Rating: 5 out of 5 stars
Reviewed by: Indiana
In this sharp-witted satire, Darren, a young Black man is drawn out of his comfortable life in Bed-stuy, and into the fast, furious and all-white world of Sumwun, a mysterious start-up company.
Darren is put through “hell week,” where he must survive blatantly racist hazing from co-workers and unnecessarily harsh, even cruel sales drills from his boss. Each co-worker seems to tell him he looks like a different Black celebrity and he is given the nickname “Buck.” With his new nickname comes a new identity and as he begins to succeed at work, mastering the art of selling, he begins to pull away from his girlfriend, best friend, neighbors, and mom, who is clearly very sick, though Darren is blind to it. Eventually, those ties are severed, and as he deals with a tragic loss, he gives himself over completely to his job and sees the company through a major crisis, and secures a strange second job with a major media mogul.
Later, he is drawn back to some of the people in his old life in Bed-Stuy, when his guilt about the past compels him to start teaching other young Black people how to sell anybody on just about anything. Readers are given an education too through sales tips that are peppered throughout the novel.

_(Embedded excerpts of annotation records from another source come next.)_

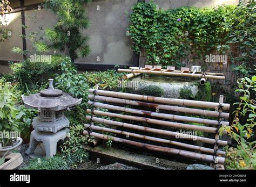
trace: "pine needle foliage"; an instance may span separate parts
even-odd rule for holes
[[[45,30],[44,37],[50,48],[59,50],[73,61],[90,53],[88,38],[82,32],[88,28],[90,21],[85,5],[91,0],[46,0],[44,6],[55,13],[58,22]]]

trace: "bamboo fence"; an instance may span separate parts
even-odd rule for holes
[[[220,124],[229,125],[229,123],[223,121],[222,118],[228,118],[229,114],[224,112],[224,111],[228,111],[230,105],[223,103],[224,97],[223,96],[220,97],[219,103],[212,103],[117,92],[99,90],[97,88],[96,89],[90,89],[89,93],[90,94],[89,95],[89,99],[91,100],[88,102],[88,104],[92,107],[92,109],[86,110],[86,112],[88,114],[91,114],[91,116],[86,116],[86,119],[91,121],[91,125],[85,124],[85,127],[86,130],[90,128],[92,131],[89,132],[87,130],[85,130],[84,134],[90,134],[90,135],[95,136],[97,140],[111,139],[115,142],[143,147],[149,150],[179,155],[191,159],[201,160],[207,162],[214,162],[213,164],[214,167],[217,167],[217,164],[222,164],[224,163],[225,158],[223,156],[225,155],[225,152],[219,150],[219,146],[226,146],[227,145],[227,142],[219,140],[218,128],[221,125]],[[120,104],[122,106],[120,106]],[[179,105],[179,106],[177,105]],[[147,107],[150,109],[157,108],[162,110],[163,112],[159,112],[159,111],[155,112],[134,109],[130,107],[129,106],[132,106],[133,107],[134,106],[143,107],[144,109]],[[207,109],[203,110],[188,107]],[[107,109],[107,111],[103,111],[98,109]],[[215,111],[211,111],[210,109],[214,109]],[[216,110],[216,109],[219,110]],[[223,111],[220,111],[220,109],[222,109]],[[197,116],[196,117],[188,117],[165,113],[163,113],[164,111],[178,112],[183,113],[184,114],[189,113],[197,116],[210,116],[218,118],[218,120],[204,119]],[[120,113],[121,112],[122,113]],[[101,117],[101,118],[99,117]],[[107,118],[107,119],[105,119],[106,117]],[[130,121],[130,123],[118,121],[115,119],[121,119]],[[136,125],[131,124],[132,121],[135,122]],[[189,124],[192,123],[199,124],[191,125]],[[158,127],[156,128],[150,126],[138,125],[138,124],[141,123],[147,124],[149,125],[152,124]],[[95,124],[105,124],[106,126],[111,126],[111,128],[100,127],[96,125]],[[202,126],[200,124],[204,125]],[[117,130],[115,128],[117,127],[124,128],[127,130]],[[163,129],[163,127],[168,128]],[[198,136],[196,134],[184,136],[181,132],[173,132],[170,130],[173,128],[184,130],[184,131],[200,131],[212,133],[215,135],[214,139]],[[166,129],[168,129],[168,130]],[[129,132],[129,130],[141,132],[142,134]],[[99,133],[99,132],[113,133],[119,135],[128,135],[129,137],[132,137],[135,139],[144,140],[148,142],[150,142],[150,143],[145,143],[135,140],[131,141],[127,140],[127,137],[126,139],[124,139],[105,135]],[[145,135],[143,134],[144,133],[149,133],[150,135]],[[226,132],[224,132],[224,133]],[[161,138],[154,137],[155,135],[160,135]],[[162,138],[163,136],[172,137],[176,140],[170,140],[168,138]],[[181,138],[191,141],[198,141],[214,145],[214,147],[213,148],[210,148],[180,142],[178,141],[179,137],[182,137]],[[153,145],[151,142],[174,146],[181,149],[187,149],[187,150],[159,146]],[[195,153],[195,151],[200,153]],[[213,156],[213,155],[214,156]]]

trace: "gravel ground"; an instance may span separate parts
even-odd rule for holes
[[[97,169],[98,170],[138,170],[139,169],[132,167],[127,165],[120,164],[119,163],[115,163],[113,164],[110,164],[105,166],[102,166]]]

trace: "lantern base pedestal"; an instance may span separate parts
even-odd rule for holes
[[[59,140],[64,140],[69,132],[68,128],[64,128],[56,133],[37,132],[33,130],[30,135],[29,147],[25,153],[28,155],[33,154],[38,142],[43,142],[47,157],[52,157],[56,154],[57,143]]]

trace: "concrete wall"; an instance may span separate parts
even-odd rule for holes
[[[16,54],[11,51],[14,47],[22,49],[22,21],[21,13],[14,13],[6,15],[9,19],[7,26],[4,27],[11,29],[11,37],[4,42],[0,42],[0,60],[19,61],[23,59],[22,55]]]
[[[137,0],[93,1],[87,7],[90,27],[83,33],[90,38],[90,55],[77,63],[132,64],[132,41],[126,36],[131,7]]]
[[[145,0],[146,2],[149,0]],[[160,8],[173,9],[182,6],[210,7],[217,5],[237,4],[239,0],[155,0]],[[43,0],[25,0],[25,5],[42,2]],[[90,27],[83,32],[83,34],[90,38],[89,45],[91,53],[86,58],[76,60],[79,63],[98,64],[131,65],[133,53],[130,49],[132,41],[126,35],[129,24],[129,14],[131,6],[137,0],[93,0],[86,6],[88,16],[91,21]],[[12,1],[14,7],[19,2]],[[38,22],[35,24],[31,20],[34,11],[25,11],[25,24],[29,27],[28,34],[31,31],[38,31],[38,26],[51,27],[57,21],[56,16],[51,12],[42,9],[37,12]],[[26,16],[29,16],[27,17]],[[21,13],[10,14],[10,21],[8,28],[12,29],[12,38],[0,43],[0,61],[22,60],[22,55],[11,52],[14,47],[22,48]],[[28,49],[32,46],[29,40],[26,42]],[[6,71],[6,67],[0,67],[0,71]],[[0,72],[1,73],[1,72]]]

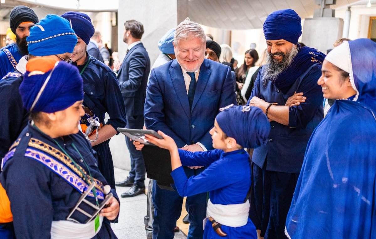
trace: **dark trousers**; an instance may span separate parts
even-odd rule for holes
[[[110,140],[93,146],[93,149],[97,152],[98,157],[98,167],[111,188],[115,188],[115,176],[114,172],[114,162],[112,155],[108,144]]]
[[[143,115],[130,116],[127,118],[127,128],[136,129],[142,129],[144,127],[144,116]],[[145,167],[145,162],[142,156],[142,152],[136,149],[132,141],[128,138],[126,138],[127,146],[130,153],[130,172],[129,179],[134,181],[135,184],[139,187],[144,187],[145,174],[146,169]]]
[[[203,170],[184,167],[187,176],[197,175]],[[154,205],[154,220],[153,222],[153,239],[173,239],[176,221],[182,213],[183,197],[180,196],[174,184],[174,191],[162,189],[155,181],[153,185],[153,203]],[[205,193],[187,197],[185,208],[189,214],[191,224],[187,239],[202,239],[203,236],[202,222],[206,217],[206,195]]]
[[[264,239],[287,239],[286,218],[299,173],[268,171],[266,165],[262,169],[252,164],[249,218]]]

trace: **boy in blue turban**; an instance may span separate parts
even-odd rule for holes
[[[260,109],[232,106],[221,109],[224,111],[217,115],[210,130],[213,147],[217,149],[194,153],[178,149],[174,140],[161,131],[163,139],[146,137],[170,151],[171,175],[181,196],[209,191],[204,239],[257,238],[255,225],[248,218],[251,162],[244,148],[265,145],[270,127]],[[206,168],[187,178],[182,165]]]
[[[22,105],[18,87],[26,71],[28,59],[42,57],[70,62],[77,38],[68,21],[49,15],[30,28],[27,40],[29,55],[22,57],[16,70],[0,81],[0,95],[6,99],[0,104],[0,158],[27,124],[29,115]]]
[[[17,238],[116,238],[103,223],[105,217],[117,220],[118,198],[100,172],[89,143],[79,132],[85,114],[82,89],[78,70],[66,63],[37,58],[26,65],[20,93],[32,121],[4,157],[0,178]],[[88,189],[89,185],[94,187]],[[73,209],[82,194],[88,193],[86,202],[97,206],[110,192],[114,197],[99,213],[79,203],[94,217],[91,220]]]
[[[91,55],[86,51],[94,27],[86,14],[68,12],[61,15],[71,24],[77,34],[77,44],[71,58],[83,80],[83,103],[85,114],[81,118],[82,132],[88,135],[93,149],[97,154],[98,167],[111,188],[115,188],[112,156],[109,145],[109,139],[118,133],[116,129],[126,125],[125,106],[115,73],[104,63]],[[107,113],[109,119],[105,121]],[[101,128],[97,132],[86,132],[90,125],[88,119],[98,117]]]
[[[304,152],[323,118],[322,94],[316,82],[325,55],[298,43],[301,21],[291,9],[267,18],[267,64],[248,103],[261,109],[270,122],[267,144],[255,149],[252,157],[250,217],[265,239],[286,238],[286,218]]]

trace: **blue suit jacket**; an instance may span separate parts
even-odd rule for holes
[[[142,43],[139,43],[125,56],[118,75],[127,117],[144,115],[150,72],[149,55]]]
[[[192,111],[180,65],[173,60],[152,70],[146,93],[146,128],[160,130],[181,148],[200,142],[213,149],[209,131],[219,108],[236,104],[230,67],[205,59],[200,68]]]

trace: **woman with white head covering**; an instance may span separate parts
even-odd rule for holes
[[[314,132],[286,221],[291,238],[376,237],[376,43],[344,42],[318,84],[336,101]]]

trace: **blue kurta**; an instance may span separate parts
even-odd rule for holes
[[[15,43],[6,46],[0,49],[0,79],[8,72],[15,70],[22,57]]]
[[[126,125],[125,106],[116,76],[104,63],[92,57],[91,58],[81,75],[83,91],[87,97],[84,98],[83,104],[90,108],[102,124],[105,124],[105,114],[107,113],[109,119],[106,124],[111,125],[115,130],[124,128]],[[88,55],[85,63],[77,67],[80,72],[88,60]],[[82,124],[88,116],[82,118]],[[111,187],[115,188],[114,163],[109,142],[109,140],[107,140],[94,146],[93,149],[97,154],[99,170]]]
[[[21,74],[17,70],[15,73]],[[5,154],[27,124],[29,114],[24,108],[18,88],[23,75],[9,76],[0,81],[0,159]]]
[[[179,194],[182,197],[209,192],[214,204],[243,203],[251,185],[249,156],[244,149],[227,153],[219,149],[193,153],[179,149],[182,164],[207,167],[197,176],[187,178],[182,167],[171,173]],[[215,218],[214,218],[215,220]],[[221,229],[227,238],[257,238],[255,226],[249,218],[246,224],[233,227],[223,225]],[[208,220],[204,238],[222,238]]]
[[[84,163],[81,161],[81,157],[72,146],[74,143],[89,166],[93,178],[103,185],[107,184],[98,170],[95,152],[81,133],[55,139],[87,172]],[[58,157],[63,155],[58,154],[60,150],[49,136],[29,124],[5,158],[0,182],[11,202],[17,238],[50,238],[52,221],[65,220],[81,196],[79,190],[59,174],[62,172],[64,177],[75,179],[75,181],[70,182],[77,187],[79,187],[79,184],[75,180],[81,180],[81,177],[73,170],[67,173],[64,173],[67,171],[53,170],[58,169],[59,165],[66,165],[62,163],[62,158],[64,158]],[[49,163],[51,162],[54,164],[54,166],[51,167],[52,164]],[[100,203],[102,200],[100,200],[98,188],[97,191]],[[115,189],[112,189],[111,192],[118,201]],[[87,197],[86,199],[95,204],[93,197]],[[82,223],[85,221],[87,218],[80,215],[79,220]],[[117,218],[114,221],[117,220]],[[103,221],[100,230],[94,238],[116,238],[109,224]]]

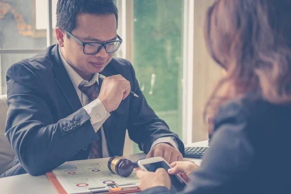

This teaching effort, called Happy Campers, grows, evening becoming international. However, when a former Sumwun boss comes back into the picture, it puts the organization, and the students, in jeopardy.
The conclusion of the novel is surprising, with the narrative twisting and turning all the way to the last page. An engaging, and at times enraging book, with a pace that hardly ever lets up.
Has anyone else read this one? If so, did you feel like Darren was redeemed?